Carrots Under The Snow

なぜ冬に野菜を眠らせるようになったのでしょうか。

「越冬キャベツ」が有名な北海道和寒町では、偶然の出来事がきっかけだったと言われています。今から約40年前、豊作の為に市場価格が暴落し、出荷しきれず残ったキャベツを仕方なく畑に放置しました。やがて雪が解けて春を迎えた頃、まだ青々としているキャベツが畑に並んでいるのをみて、食べてみることに。その甘さに驚き、商品化しようと品種改良を重ね、甘くて美味しい越冬キャベツのブランド化に成功したのだそうです。偶然放置したことがきっかけだとは面白いですね。

甘みが増す理由は?

和寒町の話にもあったように、越冬野菜を食べるとまず、その甘さに驚きます。雪の下で眠らせることで、低温下でも耐えらるようにと、野菜に含まれているデンプンを糖に変えて糖分を増やしたり、栄養分を蓄えるようになることから甘みが増すと言われていてます。

ニセコエリアにはどんな越冬野菜があるの?

真狩村では「雪の下にんじん」が店頭に並び始めました。雪の下で越冬させたにんじんは、甘みが倍増し、特有の臭みや癖がとれ、にんじん嫌いなお子様も食べられると評判です。

北海道で大根の生産量日本一の留寿都村で作られるのは、「越冬大根」。甘さときめ細かさ、みずみずしさを増した大根は、サラダはもちろん、おでんやふろふき大根などで食べるのがおすすめですよ!

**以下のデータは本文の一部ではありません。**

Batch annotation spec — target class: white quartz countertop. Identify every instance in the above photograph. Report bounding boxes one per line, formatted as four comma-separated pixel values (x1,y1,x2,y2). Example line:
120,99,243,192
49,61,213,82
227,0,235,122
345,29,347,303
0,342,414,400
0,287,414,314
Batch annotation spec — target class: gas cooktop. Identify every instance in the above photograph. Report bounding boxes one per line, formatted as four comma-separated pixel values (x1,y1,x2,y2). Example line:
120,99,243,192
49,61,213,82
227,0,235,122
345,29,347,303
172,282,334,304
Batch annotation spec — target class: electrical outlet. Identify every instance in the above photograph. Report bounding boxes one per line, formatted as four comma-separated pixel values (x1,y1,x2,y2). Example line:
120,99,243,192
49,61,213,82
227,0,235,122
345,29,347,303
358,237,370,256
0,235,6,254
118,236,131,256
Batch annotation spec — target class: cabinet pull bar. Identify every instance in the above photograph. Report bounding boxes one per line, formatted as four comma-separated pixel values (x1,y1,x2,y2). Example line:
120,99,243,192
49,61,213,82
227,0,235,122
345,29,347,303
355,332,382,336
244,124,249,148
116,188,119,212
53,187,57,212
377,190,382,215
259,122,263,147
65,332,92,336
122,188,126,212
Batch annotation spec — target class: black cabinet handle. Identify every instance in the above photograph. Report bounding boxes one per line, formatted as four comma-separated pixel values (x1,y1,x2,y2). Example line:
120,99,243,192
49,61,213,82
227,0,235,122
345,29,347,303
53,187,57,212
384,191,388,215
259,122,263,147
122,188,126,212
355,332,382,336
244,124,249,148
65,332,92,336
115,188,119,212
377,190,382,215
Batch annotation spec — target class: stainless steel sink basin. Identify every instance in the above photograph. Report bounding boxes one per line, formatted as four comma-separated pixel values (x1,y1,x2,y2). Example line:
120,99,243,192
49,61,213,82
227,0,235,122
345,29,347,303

倶知安町の本間松蔵商店では、「雪室貯蔵」で540日間、つまり、ふた冬の間熟成させデンプンを糖化させた、甘みとコクのあるプレミアじゃがいも「五四〇(ゴーヨンマル)」が人気。プロの料理人の間でも話題で、道内はもちろん、東京のレストランでも使われています。

この他にも様々な地域で越冬野菜は作られています。雪国ならではの美味しさが詰まった「越冬野菜」。見かけた際はぜひ食べて甘さを楽しんでくださいね!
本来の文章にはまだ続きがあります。